Journey to the Center of Our AWS Migration Battle: Part I

Mahmoud Yasser
11 min readMar 19, 2024

Introduction

The AWS migration is a journey filled with a series of challenges, surprises, and opportunities for learning in detail. Probably led by some key drivers — better cost efficiency, security, or perhaps an operational shift on the strategic level — this migration has to be planned, executed, and overseen comprehensively. This very discussion will now delve into the nitty-gritty details of these complexities, with an aim to actually provide a complete walkthrough of the entire process. The experience is very wide, covering even the early stages where planning starts, to the reflective conclusion stages and capturing the essence of what this actually involves.

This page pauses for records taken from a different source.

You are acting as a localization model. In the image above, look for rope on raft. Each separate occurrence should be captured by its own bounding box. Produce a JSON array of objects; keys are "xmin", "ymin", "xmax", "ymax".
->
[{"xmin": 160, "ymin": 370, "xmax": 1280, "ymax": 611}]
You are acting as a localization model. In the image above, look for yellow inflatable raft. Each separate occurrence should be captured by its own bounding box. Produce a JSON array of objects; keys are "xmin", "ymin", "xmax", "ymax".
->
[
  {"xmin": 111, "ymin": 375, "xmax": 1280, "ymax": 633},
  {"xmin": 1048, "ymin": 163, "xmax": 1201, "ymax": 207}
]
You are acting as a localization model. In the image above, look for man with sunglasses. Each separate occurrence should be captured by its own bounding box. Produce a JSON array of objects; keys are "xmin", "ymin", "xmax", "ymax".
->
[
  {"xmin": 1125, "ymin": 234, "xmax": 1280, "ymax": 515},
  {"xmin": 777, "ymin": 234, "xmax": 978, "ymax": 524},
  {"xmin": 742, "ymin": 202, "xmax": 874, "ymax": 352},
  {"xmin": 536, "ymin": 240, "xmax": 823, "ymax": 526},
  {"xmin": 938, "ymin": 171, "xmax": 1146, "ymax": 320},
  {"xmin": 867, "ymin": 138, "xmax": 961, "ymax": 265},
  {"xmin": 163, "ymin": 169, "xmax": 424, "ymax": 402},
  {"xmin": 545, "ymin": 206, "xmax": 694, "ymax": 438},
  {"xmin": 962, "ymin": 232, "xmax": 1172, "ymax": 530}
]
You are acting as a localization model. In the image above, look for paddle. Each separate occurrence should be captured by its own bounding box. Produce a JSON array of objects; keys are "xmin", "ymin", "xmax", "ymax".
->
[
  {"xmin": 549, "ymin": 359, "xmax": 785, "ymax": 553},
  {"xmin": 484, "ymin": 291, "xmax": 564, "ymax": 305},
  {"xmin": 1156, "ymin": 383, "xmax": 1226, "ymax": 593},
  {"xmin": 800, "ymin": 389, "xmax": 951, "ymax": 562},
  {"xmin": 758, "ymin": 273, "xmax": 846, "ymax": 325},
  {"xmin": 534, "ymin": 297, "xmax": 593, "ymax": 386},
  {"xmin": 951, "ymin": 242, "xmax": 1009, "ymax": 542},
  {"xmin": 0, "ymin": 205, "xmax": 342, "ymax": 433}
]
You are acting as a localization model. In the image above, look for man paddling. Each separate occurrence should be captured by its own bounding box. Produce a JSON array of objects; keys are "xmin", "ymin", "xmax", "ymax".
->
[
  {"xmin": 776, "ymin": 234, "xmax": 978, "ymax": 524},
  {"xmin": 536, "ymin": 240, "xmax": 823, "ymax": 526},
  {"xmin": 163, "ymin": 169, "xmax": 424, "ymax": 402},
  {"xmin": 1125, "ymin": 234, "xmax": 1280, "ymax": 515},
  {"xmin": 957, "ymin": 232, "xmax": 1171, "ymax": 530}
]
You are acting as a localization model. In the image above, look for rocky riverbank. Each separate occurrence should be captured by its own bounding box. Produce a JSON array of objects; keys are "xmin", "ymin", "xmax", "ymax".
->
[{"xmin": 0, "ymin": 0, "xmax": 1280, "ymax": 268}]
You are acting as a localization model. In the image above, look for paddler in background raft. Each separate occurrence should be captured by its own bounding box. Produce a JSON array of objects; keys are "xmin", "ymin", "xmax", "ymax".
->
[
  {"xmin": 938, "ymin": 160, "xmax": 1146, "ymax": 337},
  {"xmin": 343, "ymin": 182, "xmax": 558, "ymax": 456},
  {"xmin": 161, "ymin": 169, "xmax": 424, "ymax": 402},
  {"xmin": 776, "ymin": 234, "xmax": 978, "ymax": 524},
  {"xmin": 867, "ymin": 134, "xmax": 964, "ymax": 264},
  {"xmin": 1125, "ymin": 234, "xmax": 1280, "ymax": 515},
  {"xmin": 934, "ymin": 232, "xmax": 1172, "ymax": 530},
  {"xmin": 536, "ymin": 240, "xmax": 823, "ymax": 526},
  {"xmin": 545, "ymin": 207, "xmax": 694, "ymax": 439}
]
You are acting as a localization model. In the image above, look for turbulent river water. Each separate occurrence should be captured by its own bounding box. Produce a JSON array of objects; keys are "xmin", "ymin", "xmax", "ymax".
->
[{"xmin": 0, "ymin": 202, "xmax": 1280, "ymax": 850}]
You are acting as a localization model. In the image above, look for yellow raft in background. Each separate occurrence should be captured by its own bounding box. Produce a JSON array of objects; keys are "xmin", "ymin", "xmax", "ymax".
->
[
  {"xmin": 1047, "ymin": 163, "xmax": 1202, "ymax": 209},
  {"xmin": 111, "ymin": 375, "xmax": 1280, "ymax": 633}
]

During my time at the current company, I played a crucial role in evolving the cloud infrastructure, with a particular focus on Amazon Web Services (AWS). My involvement covered the full spectrum of cloud resource management, starting with the initial establishment of the MVP architecture, progressing through to the intricate processes of resource migration and environmental segmentation.

Initial Architecture and Responsibilities

The adventure began with the strategic development and implementation of the AWS infrastructure. This configuration level involved setting up the Virtual Private Cloud (VPC) network, configuring the Domain Name System (DNS), provisioning the load balancers, launching EC2 (Elastic Compute Cloud) instances, and ECS (Elastic Container Service) services. I developed Lambda functions and state machines to streamline and improve our operations. In this process, I implemented the CI/CD pipeline with AWS tools, including CodePipeline, CodeBuild, and CodeDeploy, to fully automate the software delivery process.

Initially, the infrastructure setup was managed using the AWS Console, but with the increasing volume and complexity of the data and resources, it became apparent that a more efficient management method was necessary. Consequently, we transitioned to using more sophisticated tools and processes to manage the data and resources more effectively and efficiently.

Migration Strategy and Risk Assessment

Our migration strategy was critical, aimed at preventing data loss and minimizing downtime as much as possible. We started by creating detailed documentation of our current AWS setup, identifying each resource and how they were connected. This process included a deep dive into the IAM users, their roles, and the policies in place, ensuring that the migration would be secure and meet compliance standards.

It was essential to understand how different services depended on each other. Our cloud setup was complex, with many services and microservices linked together. To prevent any operational issues, we needed a clear plan that outlined how each part of our system would be moved, ensuring everything continued to work smoothly during the transition.

Identifying and moving the most critical resources first was a key strategy to reduce the risk of any system outages. I explored various migration tools, assessing them for both effectiveness and cost. For example, when we needed to move large amounts of data stored in S3 buckets, we chose AWS DataSync because it was efficient, even though it was more expensive than some other options.

Putting together a comprehensive backup and recovery plan was also a crucial step. This plan included regular backups of important data and system configurations, along with detailed procedures for restoring services quickly if anything went wrong. This approach was vital for ensuring that we could maintain continuous business operations, even in the event of data loss or system failure.

Estimating Migration Costs

The financial aspects of moving to a new AWS setup were complex, encompassing more than just the upfront costs of tools and resources. We also had to consider the hidden or indirect costs, which could arise from possible downtime or reduced system performance during the transition. These indirect expenses might include lost revenue if our services were unavailable, decreased productivity from our teams, or lower customer satisfaction due to service disruptions, and these costs could surpass the direct expenses on migration tools.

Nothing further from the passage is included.